I try to drink a cup of Slim Life Green Tea every morning. It tastes good, and I like what green tea does for me. I look forward to the little quotes that Yogi Teas put on their tabs at the end of the tea bag.
This morning it read, "The beauty of life is to experience yourself."
Something I've struggled with in the past few years is feeling balanced, grounded and present in the moment. I haven't been experiencing myself, who I am in the everyday. Well, I take that back, because I feel as though over the last 6 months I have been centering myself in who I am and where I am. Being unemployed, and having a lot of time on yours hands, after a major life event helps ground you. I took the time, while looking for a job, to enjoy myself. I took walks in the park, I spent time with friends, I spent time with my new husband. We let ourselves get wrapped up in each other and in who we were and where we were going.
So, back to the present moment. I read the tag this morning and thought, “Yeah, that is the beauty of life.” To know who you are, to be confident and assured in yourself. To let yourself be true to your nature and your nurture.
I will be honest in this exploration and say that in the past month Yoga has helped me become more grounded in myself. I leave a class refreshed and calmed, walking higher and slower. That is good for me, I need that. The part of my nature that dominates is moving fast, and I don't want to move so fast that I'm not experiencing myself and what is beautiful in that.
I know there is a piece of me that is calm, a piece of me that can sit in a moment and take it in piece by piece and savor it and revel in the quietness and enjoyment. I want to balance that with my fast talking, fast walking, get it all done now side. Part of the reason Matt is the perfect husband for me is that he nurtures that piece of me, encourages me, pushes me, helps me slow down.

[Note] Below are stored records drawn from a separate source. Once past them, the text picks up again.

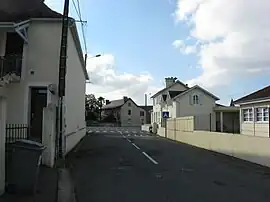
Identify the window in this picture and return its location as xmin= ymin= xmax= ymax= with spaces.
xmin=128 ymin=102 xmax=131 ymax=107
xmin=140 ymin=111 xmax=144 ymax=116
xmin=193 ymin=95 xmax=199 ymax=105
xmin=243 ymin=108 xmax=253 ymax=122
xmin=128 ymin=110 xmax=131 ymax=115
xmin=256 ymin=107 xmax=269 ymax=122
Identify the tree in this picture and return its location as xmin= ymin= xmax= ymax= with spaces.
xmin=85 ymin=94 xmax=99 ymax=121
xmin=97 ymin=96 xmax=105 ymax=120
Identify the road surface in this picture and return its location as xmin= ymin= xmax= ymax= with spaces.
xmin=67 ymin=128 xmax=270 ymax=202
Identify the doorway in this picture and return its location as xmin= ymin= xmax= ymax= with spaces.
xmin=30 ymin=87 xmax=47 ymax=142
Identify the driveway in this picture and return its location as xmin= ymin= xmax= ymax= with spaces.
xmin=67 ymin=129 xmax=270 ymax=202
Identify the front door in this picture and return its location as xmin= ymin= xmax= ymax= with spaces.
xmin=30 ymin=87 xmax=47 ymax=142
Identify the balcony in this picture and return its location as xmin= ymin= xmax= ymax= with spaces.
xmin=0 ymin=55 xmax=22 ymax=84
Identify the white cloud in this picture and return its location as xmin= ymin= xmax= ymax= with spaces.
xmin=86 ymin=54 xmax=161 ymax=105
xmin=44 ymin=0 xmax=161 ymax=105
xmin=174 ymin=0 xmax=270 ymax=88
xmin=172 ymin=40 xmax=197 ymax=54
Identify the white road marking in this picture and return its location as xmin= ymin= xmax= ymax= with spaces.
xmin=132 ymin=143 xmax=140 ymax=150
xmin=142 ymin=152 xmax=158 ymax=165
xmin=134 ymin=134 xmax=137 ymax=137
xmin=96 ymin=130 xmax=100 ymax=133
xmin=110 ymin=131 xmax=114 ymax=133
xmin=127 ymin=139 xmax=131 ymax=143
xmin=125 ymin=131 xmax=128 ymax=133
xmin=103 ymin=131 xmax=107 ymax=133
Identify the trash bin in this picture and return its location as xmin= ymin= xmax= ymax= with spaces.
xmin=8 ymin=139 xmax=46 ymax=194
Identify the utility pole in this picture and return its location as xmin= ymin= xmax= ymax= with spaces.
xmin=57 ymin=0 xmax=70 ymax=160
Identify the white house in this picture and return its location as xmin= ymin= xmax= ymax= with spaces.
xmin=102 ymin=97 xmax=150 ymax=127
xmin=0 ymin=1 xmax=87 ymax=194
xmin=151 ymin=77 xmax=219 ymax=131
xmin=234 ymin=85 xmax=270 ymax=137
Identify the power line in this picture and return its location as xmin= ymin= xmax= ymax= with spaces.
xmin=71 ymin=0 xmax=88 ymax=54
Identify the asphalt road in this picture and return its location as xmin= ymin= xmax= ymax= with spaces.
xmin=67 ymin=129 xmax=270 ymax=202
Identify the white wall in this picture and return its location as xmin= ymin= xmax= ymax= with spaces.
xmin=0 ymin=31 xmax=6 ymax=56
xmin=64 ymin=23 xmax=86 ymax=154
xmin=177 ymin=88 xmax=216 ymax=131
xmin=0 ymin=97 xmax=6 ymax=196
xmin=6 ymin=20 xmax=61 ymax=125
xmin=239 ymin=101 xmax=270 ymax=137
xmin=121 ymin=100 xmax=141 ymax=126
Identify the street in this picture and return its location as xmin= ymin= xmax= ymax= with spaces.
xmin=67 ymin=128 xmax=270 ymax=202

Right now I feel more grounded in moments than I have in some time, and what amazes me is there are so many things I want, so many more pieces of my life I want to build and put in to place- but I'm not allowing that planning to pull me out of these moments, I'm not living in the future as I used to. I know they will happen, I know I will get there. I also now that life is beautiful, especially when I slow down and experience myself.